During follow-up, 60% of patients died, and the median overall survival was 17.8 months. These results compare favorably with those from the ALSYMPCA trial (median overall survival of 14.9 months). 

DISCLOSURE: Dr. Olmos has received institutional honoraria from Astellas, Pharma, Bayer, and Janssen; has served as a consultant or advisor to AstraZeneca, Bayer, Clovis Oncology, Daiichi Sankyo, Janssen, and MSD Oncology; has received institutional research funding from Astellas Pharma, Medivation, AstraZeneca, Bayer, Genentech/Roche, Janssen, MSD Oncology, Pfizer, and Tokai Pharmaceuticals; and has received reimbursement for travel and accommodations expenses from Astellas Pharma, AstraZeneca Spain, Bayer Ipsen, Janssen, and Roche. Dr. Fizazi has received institutional honoraria from Astellas Pharma, Bayer, and Janssen; has served as a consultant or advisor to Amgen, Arvinas, Astellas Pharma, AstraZeneca, Bayer, Bristol Myers Squibb, Clovis Oncology, Daiichi Sankyo Europe GmbH, Janssen, MacroGenics, MSD, Novartis, Orion, Pfizer, and Sanofi; and has received reimbursement for travel and accommodations expenses from AstraZeneca, Janssen, MSD, and Pfizer. Dr. Song reported no conflicts of interest.

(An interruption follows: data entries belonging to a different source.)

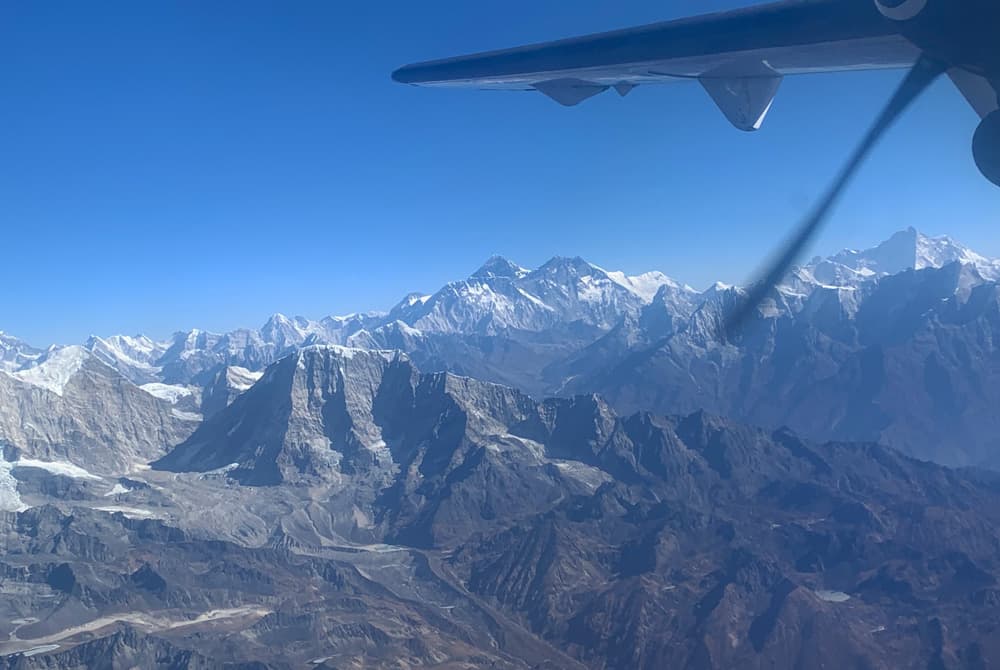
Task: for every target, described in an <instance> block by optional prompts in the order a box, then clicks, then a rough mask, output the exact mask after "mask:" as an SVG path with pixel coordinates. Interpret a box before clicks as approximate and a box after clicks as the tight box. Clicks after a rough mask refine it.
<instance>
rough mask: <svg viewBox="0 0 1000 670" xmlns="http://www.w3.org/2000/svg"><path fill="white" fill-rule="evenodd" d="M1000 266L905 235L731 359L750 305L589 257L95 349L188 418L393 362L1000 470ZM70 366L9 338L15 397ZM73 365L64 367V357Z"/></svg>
mask: <svg viewBox="0 0 1000 670" xmlns="http://www.w3.org/2000/svg"><path fill="white" fill-rule="evenodd" d="M998 278H1000V261H997V260H992V259H988V258H985V257H983V256H981V255H979V254H976V253H975V252H973V251H971V250H969V249H967V248H965V247H963V246H962V245H960V244H958V243H956V242H955V241H953V240H951V239H950V238H947V237H938V238H932V237H928V236H925V235H923V234H921V233H919V232H917V231H916V230H913V229H909V230H905V231H901V232H899V233H897V234H895V235H894V236H892V238H890V239H889V240H887V241H886V242H884V243H882V244H881V245H879V246H878V247H876V248H874V249H869V250H865V251H843V252H840V253H838V254H836V255H834V256H831V257H829V258H815V259H813V260H812V261H810V262H809V263H807V264H805V265H803V266H801V267H799V268H797V269H796V270H795V271H794V272H793V273H792V274H791V275H790V276H789V277H788V278H787V279H786V281H785V282H784V283H783V284H782V285H781V286H780V287H779V288H778V289H777V290H776V291H775V292H773V294H772V295H771V296H770V298H769V299H768V300H766V301H765V303H764V304H763V306H762V307H761V309H760V310H759V313H758V315H757V316H756V318H755V319H754V320H753V322H752V323H751V324H750V325H749V327H748V328H747V329H746V332H745V333H744V334H743V335H742V336H741V337H738V338H737V339H736V340H735V341H731V342H730V341H724V338H722V337H721V335H720V332H721V323H722V322H723V320H724V319H725V316H726V314H727V313H728V312H729V311H730V310H732V309H734V308H735V306H736V305H737V304H738V303H739V301H740V300H741V299H742V298H743V296H744V295H745V293H744V291H743V289H741V288H737V287H731V286H725V285H722V284H716V285H714V286H712V287H710V288H709V289H707V290H705V291H696V290H694V289H692V288H690V287H688V286H685V285H683V284H681V283H679V282H677V281H674V280H672V279H671V278H669V277H668V276H666V275H664V274H662V273H659V272H650V273H647V274H644V275H640V276H636V277H629V276H626V275H624V274H623V273H620V272H610V271H606V270H603V269H601V268H599V267H597V266H595V265H593V264H591V263H588V262H586V261H584V260H582V259H580V258H554V259H552V260H551V261H549V262H547V263H545V264H544V265H543V266H541V267H540V268H538V269H536V270H527V269H525V268H522V267H520V266H519V265H517V264H516V263H513V262H511V261H508V260H506V259H503V258H500V257H494V258H491V259H489V260H488V261H487V262H486V263H485V264H484V265H483V266H482V267H481V268H480V269H479V270H477V271H476V272H474V273H473V274H472V275H471V276H469V277H468V278H467V279H465V280H462V281H457V282H453V283H450V284H448V285H447V286H445V287H443V288H442V289H440V290H439V291H437V292H436V293H433V294H420V293H414V294H412V295H409V296H407V297H405V298H404V299H403V300H402V301H400V303H399V304H397V305H396V306H395V307H393V308H392V309H391V310H389V311H388V312H385V313H378V312H371V313H367V314H354V315H348V316H340V317H327V318H324V319H322V320H319V321H313V320H309V319H306V318H303V317H295V318H289V317H285V316H283V315H281V314H276V315H274V316H272V317H271V318H270V319H269V320H268V321H267V323H266V324H265V325H264V326H263V327H261V328H260V329H258V330H248V329H244V330H236V331H232V332H229V333H224V334H215V333H208V332H205V331H200V330H192V331H189V332H182V333H178V334H176V335H175V336H174V337H173V338H171V339H170V340H167V341H162V342H159V341H153V340H151V339H149V338H147V337H143V336H136V337H130V336H123V335H116V336H112V337H107V338H101V337H96V336H95V337H92V338H91V339H90V340H89V341H87V342H86V343H85V344H84V349H86V351H87V352H89V354H90V356H91V357H93V358H94V359H95V360H96V361H99V362H101V363H104V364H105V365H107V366H109V367H111V368H113V369H115V370H117V371H118V373H119V374H121V375H122V376H123V377H124V378H125V379H127V380H129V381H130V382H132V383H133V384H135V385H137V386H139V387H140V388H141V389H143V390H145V391H146V392H148V393H150V394H153V395H154V396H157V397H158V398H160V399H161V400H163V401H165V402H168V403H169V404H170V405H171V406H172V407H173V409H174V410H176V411H175V413H176V412H180V413H181V415H182V416H184V417H186V418H188V419H192V418H194V417H196V416H197V415H201V416H210V415H212V414H213V413H214V412H216V411H218V410H219V409H221V408H222V407H225V406H226V405H227V404H228V403H229V402H230V401H232V400H233V399H234V398H235V397H237V396H238V395H239V394H240V393H241V392H243V391H244V390H246V389H247V388H249V386H250V385H252V384H253V383H254V382H255V381H256V379H257V378H258V377H259V376H260V374H261V373H262V371H263V370H264V368H266V367H267V366H268V365H270V364H272V363H274V362H276V361H278V360H280V359H281V358H282V357H284V356H286V355H288V354H290V353H293V352H295V351H297V350H299V349H301V348H303V347H308V346H313V345H317V344H335V345H339V346H346V347H351V348H359V349H366V350H393V351H401V352H404V353H406V354H407V355H408V357H409V358H410V359H411V360H412V361H413V362H414V363H415V364H416V365H417V367H419V368H420V369H421V370H422V371H425V372H435V371H450V372H453V373H455V374H459V375H464V376H469V377H473V378H477V379H482V380H486V381H493V382H497V383H501V384H506V385H509V386H513V387H515V388H518V389H520V390H522V391H524V392H526V393H528V394H530V395H532V396H534V397H536V398H541V397H546V396H550V395H573V394H579V393H593V392H596V393H600V394H602V395H603V396H604V397H606V398H607V399H608V400H609V402H611V404H612V406H614V407H615V408H616V409H618V410H621V411H635V410H639V409H646V410H651V411H657V412H666V413H673V412H690V411H695V410H697V409H708V410H710V411H714V412H718V413H720V414H723V415H726V416H731V417H734V418H737V419H739V420H742V421H747V422H749V423H751V424H756V425H760V426H764V427H769V428H777V427H780V426H783V425H788V426H790V427H792V428H794V429H795V430H797V431H799V432H800V433H801V434H803V435H806V436H809V437H811V438H814V439H821V440H822V439H849V440H871V441H880V442H883V443H885V444H887V445H890V446H894V447H897V448H899V449H902V450H903V451H905V452H906V453H909V454H913V455H915V456H918V457H921V458H928V459H933V460H936V461H938V462H940V463H944V464H947V465H983V466H988V467H1000V456H998V455H997V454H998V453H1000V443H998V441H997V439H996V438H995V437H994V436H995V435H997V434H1000V433H998V429H1000V419H998V418H997V413H996V412H995V411H994V408H995V407H996V406H998V405H997V401H998V400H1000V371H998V363H997V361H998V356H1000V354H998V349H997V345H996V344H995V343H996V342H997V341H998V338H1000V331H998V320H997V288H996V280H997V279H998ZM59 350H60V348H59V347H54V348H50V349H48V350H41V349H37V348H34V347H31V346H29V345H27V344H25V343H23V342H20V341H18V340H16V339H15V338H13V337H10V336H7V335H4V336H2V338H0V361H2V365H3V372H4V373H5V374H6V375H7V376H8V378H9V379H10V380H11V381H12V382H13V383H15V384H17V383H20V384H32V383H34V385H35V386H38V387H40V388H49V389H50V390H51V389H52V388H53V385H58V381H59V379H60V378H61V377H64V376H66V375H67V371H66V370H59V369H58V368H59V366H60V365H62V363H60V360H61V358H60V356H59V355H58V354H57V352H58V351H59ZM71 358H72V357H71Z"/></svg>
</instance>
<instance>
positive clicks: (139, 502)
mask: <svg viewBox="0 0 1000 670" xmlns="http://www.w3.org/2000/svg"><path fill="white" fill-rule="evenodd" d="M998 277H1000V264H998V263H997V262H995V261H991V260H988V259H986V258H983V257H982V256H979V255H977V254H974V253H973V252H971V251H969V250H968V249H965V248H964V247H961V246H960V245H958V244H956V243H954V242H952V241H950V240H948V239H945V238H934V239H932V238H927V237H925V236H923V235H921V234H920V233H917V232H916V231H912V230H910V231H903V232H901V233H899V234H897V235H895V236H894V237H893V238H892V239H890V240H889V241H887V242H886V243H884V244H883V245H880V246H879V247H878V248H876V249H873V250H869V251H850V252H842V253H840V254H837V255H835V256H832V257H830V258H817V259H814V260H812V261H810V262H809V263H807V264H804V265H803V266H801V267H799V268H797V269H796V270H795V271H794V272H793V273H792V274H791V275H790V276H789V278H788V279H787V280H786V281H785V282H784V283H783V284H782V285H781V286H779V287H778V288H777V289H776V290H775V291H774V292H773V293H772V294H771V295H770V296H769V298H768V300H767V301H766V302H765V304H764V305H763V306H762V307H761V309H760V310H759V312H758V313H757V314H756V315H755V316H754V318H753V319H752V320H751V323H750V324H749V325H748V327H747V328H746V329H745V330H744V331H743V332H742V333H741V334H739V335H737V336H735V337H731V338H727V337H725V336H724V335H723V334H722V333H723V332H724V330H723V328H722V327H721V326H722V324H723V323H724V321H725V319H726V317H727V315H728V314H729V313H730V310H733V309H735V308H737V307H738V306H739V305H740V301H741V300H742V299H743V297H744V296H745V291H744V290H743V289H741V288H738V287H731V286H725V285H721V284H717V285H714V286H712V287H709V288H708V289H707V290H705V291H696V290H694V289H692V288H690V287H687V286H684V285H683V284H681V283H679V282H676V281H674V280H672V279H670V278H668V277H667V276H666V275H663V274H660V273H648V274H645V275H641V276H637V277H629V276H626V275H624V274H622V273H616V272H609V271H606V270H603V269H601V268H599V267H597V266H594V265H592V264H590V263H587V262H585V261H583V260H581V259H567V258H557V259H553V260H552V261H550V262H548V263H546V264H544V265H543V266H542V267H540V268H538V269H537V270H527V269H524V268H522V267H520V266H518V265H517V264H515V263H512V262H509V261H506V260H504V259H502V258H491V259H490V260H489V261H488V262H487V263H486V264H485V265H484V266H483V267H482V268H480V269H479V270H478V271H476V272H475V273H473V274H472V275H471V276H470V277H469V278H467V279H465V280H463V281H459V282H454V283H452V284H449V285H448V286H446V287H444V288H442V289H441V290H440V291H438V292H437V293H434V294H431V295H426V294H420V293H416V294H413V295H411V296H408V297H406V298H404V299H403V300H402V301H401V302H400V303H399V304H398V305H397V306H395V307H394V308H392V309H391V310H389V311H388V312H385V313H369V314H359V315H351V316H345V317H329V318H326V319H322V320H320V321H311V320H308V319H304V318H294V319H291V318H286V317H283V316H280V315H276V316H274V317H272V318H271V319H270V320H269V321H268V322H267V323H266V324H265V326H264V327H263V328H261V329H259V330H240V331H234V332H231V333H226V334H221V335H220V334H212V333H207V332H204V331H191V332H185V333H179V334H177V335H175V336H174V337H173V338H171V339H170V340H167V341H162V342H160V341H156V340H153V339H150V338H146V337H142V336H134V337H128V336H113V337H107V338H98V337H93V338H91V339H90V340H89V341H88V342H86V343H84V344H83V345H68V346H52V347H48V348H36V347H32V346H29V345H27V344H25V343H23V342H20V341H19V340H16V339H15V338H13V337H10V336H6V335H5V336H2V337H0V360H2V362H3V363H2V364H3V368H2V370H0V456H2V457H0V537H2V538H3V547H4V551H3V552H0V594H3V597H0V668H11V669H13V668H18V669H25V668H47V669H50V670H63V669H69V668H91V667H107V668H117V667H143V668H145V667H149V668H219V667H224V668H247V669H254V670H256V669H259V668H348V667H374V668H397V667H414V666H427V667H437V668H447V669H452V668H454V669H459V668H461V669H469V668H482V667H493V668H521V669H527V668H608V669H612V668H614V669H617V668H642V669H650V670H652V669H654V668H661V667H664V666H667V667H678V668H690V669H692V670H694V669H698V670H701V669H712V668H735V667H796V668H803V669H806V670H811V669H814V668H815V669H817V670H818V669H820V668H829V667H838V668H840V667H844V668H879V669H881V668H885V669H889V668H903V667H931V668H956V669H957V668H963V669H964V668H975V669H979V668H989V667H993V666H995V665H996V664H997V663H1000V616H998V612H1000V586H998V585H1000V559H998V557H1000V474H997V473H994V472H991V471H990V470H989V469H982V468H974V467H963V468H959V469H951V468H948V467H945V466H943V465H940V464H935V463H932V462H929V461H930V460H936V461H940V462H942V463H945V464H948V465H962V466H969V465H987V466H990V465H992V466H1000V461H998V460H997V459H996V457H995V454H996V453H997V450H996V447H997V444H996V443H995V440H994V438H993V436H994V435H997V434H998V432H997V428H998V426H997V425H996V421H997V419H995V418H994V412H993V408H994V407H996V401H997V400H1000V398H998V397H997V389H998V388H1000V384H998V378H997V372H998V368H997V363H998V362H1000V355H998V352H997V349H996V345H995V344H994V343H995V342H998V339H997V333H998V329H1000V292H998V287H997V283H996V281H997V278H998ZM914 456H917V457H919V458H914Z"/></svg>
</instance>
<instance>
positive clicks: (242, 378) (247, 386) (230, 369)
mask: <svg viewBox="0 0 1000 670" xmlns="http://www.w3.org/2000/svg"><path fill="white" fill-rule="evenodd" d="M263 376H264V373H263V372H252V371H250V370H247V369H246V368H241V367H239V366H237V365H232V366H230V367H229V368H227V369H226V383H227V384H229V386H230V387H231V388H232V389H234V390H236V391H246V390H247V389H249V388H250V387H251V386H253V385H254V384H256V383H257V382H258V381H259V380H260V378H261V377H263Z"/></svg>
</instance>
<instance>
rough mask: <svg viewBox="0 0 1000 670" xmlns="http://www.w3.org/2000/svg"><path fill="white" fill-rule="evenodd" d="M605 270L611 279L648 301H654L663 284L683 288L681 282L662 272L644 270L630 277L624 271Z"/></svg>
mask: <svg viewBox="0 0 1000 670" xmlns="http://www.w3.org/2000/svg"><path fill="white" fill-rule="evenodd" d="M604 272H605V274H606V275H608V278H609V279H610V280H611V281H613V282H614V283H616V284H618V285H619V286H621V287H622V288H624V289H627V290H628V291H631V292H632V293H634V294H636V295H637V296H639V297H640V298H642V300H643V302H646V303H650V302H653V298H655V297H656V294H657V293H658V292H659V290H660V288H661V287H663V286H671V287H673V288H681V286H680V284H678V283H677V282H675V281H674V280H673V279H671V278H670V277H668V276H667V275H665V274H663V273H662V272H644V273H643V274H641V275H636V276H634V277H629V276H627V275H626V274H625V273H624V272H618V271H614V272H608V271H607V270H605V271H604Z"/></svg>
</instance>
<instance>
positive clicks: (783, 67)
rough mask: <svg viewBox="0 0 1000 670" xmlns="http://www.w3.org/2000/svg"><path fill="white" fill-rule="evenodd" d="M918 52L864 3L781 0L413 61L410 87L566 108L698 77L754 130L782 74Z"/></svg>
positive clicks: (859, 68) (733, 117)
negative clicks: (530, 42)
mask: <svg viewBox="0 0 1000 670" xmlns="http://www.w3.org/2000/svg"><path fill="white" fill-rule="evenodd" d="M919 56H920V50H919V49H918V48H917V47H916V46H914V45H913V44H912V43H911V42H910V41H908V40H907V39H906V38H905V37H904V36H903V35H902V34H901V32H900V31H899V25H898V24H897V23H896V22H894V21H891V20H889V19H887V18H886V17H884V16H883V15H882V14H881V13H880V12H879V11H878V9H877V8H876V6H875V3H874V2H872V0H785V1H784V2H777V3H772V4H767V5H760V6H757V7H750V8H747V9H740V10H735V11H730V12H721V13H716V14H707V15H703V16H697V17H693V18H686V19H680V20H676V21H668V22H665V23H657V24H652V25H648V26H641V27H638V28H630V29H626V30H618V31H614V32H608V33H600V34H595V35H588V36H584V37H577V38H573V39H566V40H559V41H556V42H548V43H544V44H535V45H530V46H523V47H518V48H514V49H505V50H501V51H491V52H487V53H480V54H473V55H469V56H460V57H457V58H447V59H444V60H435V61H428V62H423V63H416V64H413V65H407V66H406V67H403V68H400V69H399V70H397V71H396V72H395V73H393V78H394V79H395V80H396V81H398V82H401V83H405V84H413V85H417V86H437V87H466V88H477V89H499V90H529V91H538V92H541V93H543V94H545V95H547V96H548V97H550V98H552V99H554V100H555V101H557V102H559V103H561V104H563V105H567V106H572V105H576V104H578V103H580V102H582V101H584V100H586V99H588V98H590V97H592V96H594V95H597V94H599V93H603V92H604V91H607V90H610V89H613V90H616V91H617V92H618V93H619V94H621V95H626V94H628V93H629V92H630V91H632V90H633V89H634V88H635V87H637V86H645V85H648V84H658V83H668V82H676V81H685V80H692V79H694V80H698V81H700V82H701V83H702V85H703V86H704V87H705V88H706V90H707V91H708V92H709V94H710V95H711V96H712V98H713V99H714V100H715V101H716V103H717V104H718V105H719V107H720V109H722V111H723V113H725V114H726V116H727V118H729V120H730V121H731V122H733V124H734V125H736V126H737V127H738V128H741V129H743V130H756V129H757V128H759V127H760V124H761V122H762V121H763V117H764V115H766V113H767V110H768V109H770V105H771V102H772V101H773V98H774V94H775V93H776V92H777V89H778V85H779V84H780V82H781V79H782V78H783V77H784V76H785V75H790V74H804V73H812V72H831V71H841V70H865V69H883V68H905V67H909V66H911V65H913V63H914V62H916V60H917V59H918V58H919Z"/></svg>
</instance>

1. Olmos D, Lorente D, Alameda D, et al: Presence of somatic/germline homologous recombination repair mutations and outcomes in metastatic castration-resistant prostate cancer patients receiving first-line treatment stratified by BRCA status. 2023 ASCO Annual Meeting. Abstract 5003. Presented June 4, 2023.

2. Fizazi K, Azad A, Matsubara N, et al: TALAPRO-2: Phase 3 study of talazoparib + enzalutamide (ENZA) versus placebo + ENZA as first-line treatment for patients with metastatic castration-resistant prostate cancer harboring homologous recombination repair gene alterations. 2023 ASCO Annual Meeting. Abstract 5004. Presented June 4, 2023.

3. Agarwal N, Azad AA, Carles J, et al: Talazoparib plus enzalutamide in men with first-line metastatic castration-resistant prostate cancer (TALAPRO-2): A randomised, placebo-controlled, phase 3 trial. Lancet. June 2, 2023 (early release online).

4. Song DY, George S, Zimberg S, et al: Real-world safety and effectiveness of radium-223 in patients with metastatic castration-resistant prostate cancer treated in the US: The non-interventional REASSURE study. 2023 ASCO Annual Meeting. Abstract 5050. Presented June 3, 2023.